The study included only patients whose disease had progressed under first-line chemotherapy. In the clinic, around 30-40% of patients with lung cancer will see no benefit from first-line therapy and their disease will rapidly progress.
"These patients have an extremely poor prognosis and few treatment options. An effective alternative to chemotherapy is therefore very important, since chemo-related side-effects can result in further physical deterioration in patients who are already very sick," Dr Ciuleanu said.
Historically, data have shown that erlotinib was more tolerable than chemotherapy, but many physicians had assumed that erlotinib would not be as effective in this difficult-to-treat patient population compared to chemotherapy.
The open-label study included 424 patients whose lung cancer had progressed rapidly after treatment with first-line chemotherapy. Of these, 203 were treated with erlotinib, and 221 received chemotherapy with either docetaxel or pemetrexed.
No difference in overall survival was seen between the two groups, the researchers reported. Nor was there any significant difference in progression-free survival time.
"TITAN is important because it confirms that erlotinib has comparable efficacy to chemotherapy with better tolerability, even in this population of patients with poor prognosis," Dr Ciuleanu said. "The study included a broad, unselected population, showing that patients can benefit from erlotinib regardless of their EGFR mutation status. Erlotinib therefore gives doctors an effective alternative to chemotherapy after disease progression, without chemo-related side-effects."
Serious treatment-related adverse events were seen in only 1% of patients treated with erlotinib, the researchers said, compared to 6.6% of those in the chemotherapy arm of the study.
"The likelihood of side-effects is a serious consideration for patients who are already physically unwell due to the advanced stage of their disease," Dr Ciuleanu said. "The importance of this finding is that when safety data are considered they show that the benefits associated with erlotinib can be achieved with better tolerability than chemotherapy."

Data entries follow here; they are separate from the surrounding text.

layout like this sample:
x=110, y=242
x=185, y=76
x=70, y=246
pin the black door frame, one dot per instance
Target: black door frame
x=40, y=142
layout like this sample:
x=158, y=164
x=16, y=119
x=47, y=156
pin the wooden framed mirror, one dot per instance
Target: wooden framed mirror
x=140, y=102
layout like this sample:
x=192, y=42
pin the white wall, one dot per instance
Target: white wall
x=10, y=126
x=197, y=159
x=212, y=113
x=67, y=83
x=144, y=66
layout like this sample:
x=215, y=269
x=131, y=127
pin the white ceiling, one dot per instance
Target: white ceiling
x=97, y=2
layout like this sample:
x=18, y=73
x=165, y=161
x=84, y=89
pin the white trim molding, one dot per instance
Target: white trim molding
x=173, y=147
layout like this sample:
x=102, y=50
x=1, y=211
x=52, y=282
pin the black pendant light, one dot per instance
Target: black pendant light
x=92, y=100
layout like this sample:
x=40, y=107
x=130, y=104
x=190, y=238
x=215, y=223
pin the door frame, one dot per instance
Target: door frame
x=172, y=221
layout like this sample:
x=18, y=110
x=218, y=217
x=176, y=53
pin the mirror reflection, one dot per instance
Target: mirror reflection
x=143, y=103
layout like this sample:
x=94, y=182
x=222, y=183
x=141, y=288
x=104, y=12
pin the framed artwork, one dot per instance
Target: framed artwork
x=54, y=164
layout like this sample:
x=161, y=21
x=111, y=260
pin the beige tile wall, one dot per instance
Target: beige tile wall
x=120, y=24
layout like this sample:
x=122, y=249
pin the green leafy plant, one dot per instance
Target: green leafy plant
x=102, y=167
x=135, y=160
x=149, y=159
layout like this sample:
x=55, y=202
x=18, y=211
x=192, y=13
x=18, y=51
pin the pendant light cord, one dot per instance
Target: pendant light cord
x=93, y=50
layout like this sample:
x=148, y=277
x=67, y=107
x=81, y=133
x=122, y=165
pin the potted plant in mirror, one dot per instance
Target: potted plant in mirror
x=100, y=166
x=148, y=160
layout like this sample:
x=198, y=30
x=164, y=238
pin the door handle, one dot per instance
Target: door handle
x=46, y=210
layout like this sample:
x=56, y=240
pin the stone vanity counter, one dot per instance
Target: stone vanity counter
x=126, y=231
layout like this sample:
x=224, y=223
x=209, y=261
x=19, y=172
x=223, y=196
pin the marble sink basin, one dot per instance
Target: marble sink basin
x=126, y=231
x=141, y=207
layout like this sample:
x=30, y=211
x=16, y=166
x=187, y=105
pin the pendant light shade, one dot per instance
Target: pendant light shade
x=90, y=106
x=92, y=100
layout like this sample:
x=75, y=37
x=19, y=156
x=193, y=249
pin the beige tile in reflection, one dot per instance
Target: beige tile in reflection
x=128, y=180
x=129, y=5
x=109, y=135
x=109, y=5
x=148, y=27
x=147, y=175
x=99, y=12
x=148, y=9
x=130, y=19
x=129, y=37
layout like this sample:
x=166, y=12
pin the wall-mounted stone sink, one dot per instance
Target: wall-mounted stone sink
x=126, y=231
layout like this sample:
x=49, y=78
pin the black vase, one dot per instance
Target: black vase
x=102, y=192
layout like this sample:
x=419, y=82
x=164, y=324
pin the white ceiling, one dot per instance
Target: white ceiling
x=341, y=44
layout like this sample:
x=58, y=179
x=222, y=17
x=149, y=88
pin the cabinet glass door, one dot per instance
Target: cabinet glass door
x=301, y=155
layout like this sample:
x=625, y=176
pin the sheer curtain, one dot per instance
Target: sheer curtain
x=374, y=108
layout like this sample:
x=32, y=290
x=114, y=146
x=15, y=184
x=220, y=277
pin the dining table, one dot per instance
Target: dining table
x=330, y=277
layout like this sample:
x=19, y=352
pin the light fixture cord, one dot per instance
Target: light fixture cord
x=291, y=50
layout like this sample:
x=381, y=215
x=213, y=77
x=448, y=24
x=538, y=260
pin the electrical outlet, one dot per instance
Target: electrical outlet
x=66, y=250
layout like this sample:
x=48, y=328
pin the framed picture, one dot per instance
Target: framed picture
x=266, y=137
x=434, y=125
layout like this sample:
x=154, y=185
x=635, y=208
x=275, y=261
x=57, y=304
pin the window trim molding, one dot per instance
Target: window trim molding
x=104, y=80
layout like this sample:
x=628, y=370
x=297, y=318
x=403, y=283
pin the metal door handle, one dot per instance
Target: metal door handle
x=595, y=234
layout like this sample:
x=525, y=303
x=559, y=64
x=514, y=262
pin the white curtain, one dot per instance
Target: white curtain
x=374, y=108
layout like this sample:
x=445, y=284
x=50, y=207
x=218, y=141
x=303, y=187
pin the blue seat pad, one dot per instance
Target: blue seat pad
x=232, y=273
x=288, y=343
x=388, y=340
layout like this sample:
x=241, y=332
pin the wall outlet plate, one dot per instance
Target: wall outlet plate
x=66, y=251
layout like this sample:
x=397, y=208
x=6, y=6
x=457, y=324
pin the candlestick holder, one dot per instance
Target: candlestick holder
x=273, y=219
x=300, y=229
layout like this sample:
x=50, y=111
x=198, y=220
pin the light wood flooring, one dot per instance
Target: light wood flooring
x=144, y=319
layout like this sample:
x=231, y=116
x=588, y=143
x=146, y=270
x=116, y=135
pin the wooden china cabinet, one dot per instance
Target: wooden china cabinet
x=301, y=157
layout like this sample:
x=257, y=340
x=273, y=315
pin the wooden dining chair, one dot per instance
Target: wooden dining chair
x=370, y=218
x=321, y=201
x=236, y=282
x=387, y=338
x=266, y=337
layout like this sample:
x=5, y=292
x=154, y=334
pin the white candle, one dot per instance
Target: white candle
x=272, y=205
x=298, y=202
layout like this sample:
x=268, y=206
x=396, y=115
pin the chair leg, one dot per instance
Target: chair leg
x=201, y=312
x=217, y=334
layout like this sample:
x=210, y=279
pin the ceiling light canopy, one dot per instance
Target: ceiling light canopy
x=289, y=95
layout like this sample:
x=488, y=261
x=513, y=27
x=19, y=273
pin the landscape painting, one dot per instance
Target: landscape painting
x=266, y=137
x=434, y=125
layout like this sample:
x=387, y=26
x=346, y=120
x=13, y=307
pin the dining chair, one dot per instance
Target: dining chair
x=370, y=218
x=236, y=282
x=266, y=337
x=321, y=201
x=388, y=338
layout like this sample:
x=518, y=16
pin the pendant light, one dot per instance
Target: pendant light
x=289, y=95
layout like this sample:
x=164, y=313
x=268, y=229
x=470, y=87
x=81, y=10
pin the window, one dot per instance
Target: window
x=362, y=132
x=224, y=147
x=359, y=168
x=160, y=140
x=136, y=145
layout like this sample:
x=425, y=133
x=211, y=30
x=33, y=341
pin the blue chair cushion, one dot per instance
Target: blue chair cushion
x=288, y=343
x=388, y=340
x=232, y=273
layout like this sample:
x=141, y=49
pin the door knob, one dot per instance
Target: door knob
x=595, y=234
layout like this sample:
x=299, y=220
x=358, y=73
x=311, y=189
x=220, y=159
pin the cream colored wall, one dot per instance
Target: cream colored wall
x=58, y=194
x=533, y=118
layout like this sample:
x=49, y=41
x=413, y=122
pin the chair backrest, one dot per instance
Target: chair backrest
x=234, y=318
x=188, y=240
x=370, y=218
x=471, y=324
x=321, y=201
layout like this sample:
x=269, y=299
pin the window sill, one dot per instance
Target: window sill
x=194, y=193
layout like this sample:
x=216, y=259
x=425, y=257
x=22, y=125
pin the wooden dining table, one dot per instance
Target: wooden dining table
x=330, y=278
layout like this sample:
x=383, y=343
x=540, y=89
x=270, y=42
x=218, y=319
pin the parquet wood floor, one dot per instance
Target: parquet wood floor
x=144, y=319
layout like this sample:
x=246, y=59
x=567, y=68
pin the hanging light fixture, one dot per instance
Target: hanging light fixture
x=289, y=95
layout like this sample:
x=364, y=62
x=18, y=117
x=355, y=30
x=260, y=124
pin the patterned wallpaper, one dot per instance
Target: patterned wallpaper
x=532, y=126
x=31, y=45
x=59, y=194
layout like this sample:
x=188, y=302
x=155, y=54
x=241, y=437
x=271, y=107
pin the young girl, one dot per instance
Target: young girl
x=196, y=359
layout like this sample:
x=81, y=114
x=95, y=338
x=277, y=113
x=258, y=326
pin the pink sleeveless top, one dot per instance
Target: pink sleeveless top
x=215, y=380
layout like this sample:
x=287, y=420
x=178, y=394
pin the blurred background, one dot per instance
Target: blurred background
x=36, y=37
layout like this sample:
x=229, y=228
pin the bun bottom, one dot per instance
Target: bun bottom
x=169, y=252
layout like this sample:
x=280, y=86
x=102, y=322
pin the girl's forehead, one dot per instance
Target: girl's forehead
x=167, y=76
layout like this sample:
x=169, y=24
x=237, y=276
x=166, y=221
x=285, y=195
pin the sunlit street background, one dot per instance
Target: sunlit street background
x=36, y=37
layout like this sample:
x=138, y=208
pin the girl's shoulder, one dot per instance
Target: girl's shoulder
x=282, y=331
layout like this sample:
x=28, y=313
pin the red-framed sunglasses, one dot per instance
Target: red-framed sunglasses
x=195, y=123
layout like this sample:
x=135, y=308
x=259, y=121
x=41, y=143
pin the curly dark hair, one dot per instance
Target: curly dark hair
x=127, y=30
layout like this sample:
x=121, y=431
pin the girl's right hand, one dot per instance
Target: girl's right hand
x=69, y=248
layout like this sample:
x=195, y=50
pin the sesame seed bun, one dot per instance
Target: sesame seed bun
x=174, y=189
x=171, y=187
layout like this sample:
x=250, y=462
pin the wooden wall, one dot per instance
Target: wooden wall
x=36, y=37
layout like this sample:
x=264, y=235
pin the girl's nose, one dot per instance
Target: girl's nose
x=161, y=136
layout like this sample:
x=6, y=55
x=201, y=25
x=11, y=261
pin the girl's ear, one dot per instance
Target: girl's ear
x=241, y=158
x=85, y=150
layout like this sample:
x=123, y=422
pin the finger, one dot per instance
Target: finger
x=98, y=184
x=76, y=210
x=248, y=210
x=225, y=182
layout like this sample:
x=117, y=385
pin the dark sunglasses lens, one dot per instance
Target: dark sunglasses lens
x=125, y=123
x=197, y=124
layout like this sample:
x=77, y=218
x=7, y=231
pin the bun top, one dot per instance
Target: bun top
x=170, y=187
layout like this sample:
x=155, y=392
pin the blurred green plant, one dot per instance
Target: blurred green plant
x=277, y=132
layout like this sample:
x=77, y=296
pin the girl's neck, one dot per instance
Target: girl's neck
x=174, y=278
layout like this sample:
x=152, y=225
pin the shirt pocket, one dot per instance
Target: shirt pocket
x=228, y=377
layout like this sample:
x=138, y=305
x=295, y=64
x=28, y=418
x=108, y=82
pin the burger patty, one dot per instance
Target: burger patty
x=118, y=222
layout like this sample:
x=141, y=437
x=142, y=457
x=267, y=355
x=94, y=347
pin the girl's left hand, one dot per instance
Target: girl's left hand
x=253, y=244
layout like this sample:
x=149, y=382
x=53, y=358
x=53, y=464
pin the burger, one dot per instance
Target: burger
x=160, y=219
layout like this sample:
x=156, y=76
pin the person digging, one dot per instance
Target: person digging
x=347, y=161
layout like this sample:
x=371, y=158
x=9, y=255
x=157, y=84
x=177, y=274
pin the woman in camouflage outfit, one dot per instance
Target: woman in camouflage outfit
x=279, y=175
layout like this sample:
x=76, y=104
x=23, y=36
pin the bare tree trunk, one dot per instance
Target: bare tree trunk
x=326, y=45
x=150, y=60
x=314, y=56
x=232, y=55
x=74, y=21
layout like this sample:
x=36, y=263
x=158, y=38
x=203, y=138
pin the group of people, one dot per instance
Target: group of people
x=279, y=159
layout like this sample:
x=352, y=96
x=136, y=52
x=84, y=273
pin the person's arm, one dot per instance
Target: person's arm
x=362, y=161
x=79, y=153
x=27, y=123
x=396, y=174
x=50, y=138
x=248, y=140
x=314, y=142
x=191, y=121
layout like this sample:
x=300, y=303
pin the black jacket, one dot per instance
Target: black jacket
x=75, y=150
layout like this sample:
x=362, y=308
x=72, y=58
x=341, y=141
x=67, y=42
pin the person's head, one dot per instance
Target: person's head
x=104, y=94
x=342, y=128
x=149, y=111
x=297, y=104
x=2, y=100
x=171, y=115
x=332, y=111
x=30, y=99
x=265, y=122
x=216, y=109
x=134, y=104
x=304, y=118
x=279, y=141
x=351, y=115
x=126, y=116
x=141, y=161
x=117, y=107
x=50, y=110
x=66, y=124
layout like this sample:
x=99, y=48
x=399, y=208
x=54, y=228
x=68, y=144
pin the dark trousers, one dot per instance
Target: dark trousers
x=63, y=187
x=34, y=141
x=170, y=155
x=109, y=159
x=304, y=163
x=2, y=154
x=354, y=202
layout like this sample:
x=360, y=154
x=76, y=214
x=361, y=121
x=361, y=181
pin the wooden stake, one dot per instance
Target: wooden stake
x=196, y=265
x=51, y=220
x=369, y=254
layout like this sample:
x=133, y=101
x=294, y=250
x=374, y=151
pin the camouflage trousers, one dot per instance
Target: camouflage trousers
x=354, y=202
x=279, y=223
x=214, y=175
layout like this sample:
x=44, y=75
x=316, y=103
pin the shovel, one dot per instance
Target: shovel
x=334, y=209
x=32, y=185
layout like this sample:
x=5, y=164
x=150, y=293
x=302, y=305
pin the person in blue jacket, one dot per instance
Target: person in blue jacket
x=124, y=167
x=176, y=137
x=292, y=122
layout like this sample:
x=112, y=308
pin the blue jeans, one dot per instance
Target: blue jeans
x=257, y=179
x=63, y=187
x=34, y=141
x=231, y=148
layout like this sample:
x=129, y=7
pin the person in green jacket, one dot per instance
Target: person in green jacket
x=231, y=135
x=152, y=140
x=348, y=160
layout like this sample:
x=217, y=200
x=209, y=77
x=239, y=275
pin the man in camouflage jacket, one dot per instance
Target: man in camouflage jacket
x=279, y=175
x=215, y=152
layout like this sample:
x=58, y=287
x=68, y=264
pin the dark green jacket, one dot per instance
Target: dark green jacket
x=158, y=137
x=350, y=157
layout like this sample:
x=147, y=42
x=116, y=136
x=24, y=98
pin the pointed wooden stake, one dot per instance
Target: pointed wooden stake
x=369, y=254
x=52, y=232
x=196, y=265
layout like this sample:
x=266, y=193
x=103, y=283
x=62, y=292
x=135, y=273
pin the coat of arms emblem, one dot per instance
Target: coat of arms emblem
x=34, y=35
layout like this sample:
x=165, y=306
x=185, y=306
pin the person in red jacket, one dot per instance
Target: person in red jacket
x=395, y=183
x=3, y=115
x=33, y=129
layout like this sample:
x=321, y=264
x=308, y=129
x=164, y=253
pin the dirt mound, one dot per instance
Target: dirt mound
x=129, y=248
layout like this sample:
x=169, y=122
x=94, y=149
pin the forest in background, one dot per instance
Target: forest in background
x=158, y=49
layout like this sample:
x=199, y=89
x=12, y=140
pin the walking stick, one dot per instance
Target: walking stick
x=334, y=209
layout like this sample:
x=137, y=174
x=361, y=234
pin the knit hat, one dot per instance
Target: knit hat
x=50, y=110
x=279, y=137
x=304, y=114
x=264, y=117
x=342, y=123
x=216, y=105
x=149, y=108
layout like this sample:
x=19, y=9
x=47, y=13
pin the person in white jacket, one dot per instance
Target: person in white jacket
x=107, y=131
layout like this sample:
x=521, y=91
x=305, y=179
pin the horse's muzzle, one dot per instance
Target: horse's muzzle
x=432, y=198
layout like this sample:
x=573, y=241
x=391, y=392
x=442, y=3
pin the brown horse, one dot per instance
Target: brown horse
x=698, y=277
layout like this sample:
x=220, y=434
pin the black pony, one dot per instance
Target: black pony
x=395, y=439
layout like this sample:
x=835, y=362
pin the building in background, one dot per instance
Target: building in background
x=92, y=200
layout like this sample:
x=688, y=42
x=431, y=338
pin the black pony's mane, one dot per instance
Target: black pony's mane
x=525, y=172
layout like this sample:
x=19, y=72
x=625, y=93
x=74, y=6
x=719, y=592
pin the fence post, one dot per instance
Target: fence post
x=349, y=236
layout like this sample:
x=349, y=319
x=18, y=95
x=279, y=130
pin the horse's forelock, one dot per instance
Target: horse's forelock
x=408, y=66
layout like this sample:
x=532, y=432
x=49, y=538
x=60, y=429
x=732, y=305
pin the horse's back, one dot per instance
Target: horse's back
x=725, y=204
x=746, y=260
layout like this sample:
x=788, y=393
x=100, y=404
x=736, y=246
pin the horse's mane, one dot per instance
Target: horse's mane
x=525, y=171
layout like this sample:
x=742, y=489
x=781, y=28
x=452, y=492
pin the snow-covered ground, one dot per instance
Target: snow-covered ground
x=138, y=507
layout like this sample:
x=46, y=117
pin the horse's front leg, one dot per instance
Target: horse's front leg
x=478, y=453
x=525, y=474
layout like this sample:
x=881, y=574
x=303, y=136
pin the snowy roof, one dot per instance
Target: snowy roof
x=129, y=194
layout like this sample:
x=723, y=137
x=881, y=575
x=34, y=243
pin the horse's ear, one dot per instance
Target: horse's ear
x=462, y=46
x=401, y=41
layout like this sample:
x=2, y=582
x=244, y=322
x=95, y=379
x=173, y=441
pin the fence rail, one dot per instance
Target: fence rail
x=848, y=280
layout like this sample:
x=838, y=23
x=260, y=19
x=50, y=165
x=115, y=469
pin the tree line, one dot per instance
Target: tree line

Commenting on the study, which he was not involved in, Professor Jean-Paul Sculier from Institut Jules Bordet, Belgium, noted that there are currently three drugs specifically registered for second-line single-agent treatment in advanced non-small cell lung cancer, all of which have the same impact on survival: erlotinib, pemetrexed (restricted to non-squamous histologies) and docetaxel.
"Docetaxel is no longer protected by patent, meaning it is cheaper and generics are available," he noted. "A potential advantage of erlotinib is administration in a targeted way for tumors with activating EGFR mutations, however more data are needed before the drug can be recommended with a good level of evidence in that indication."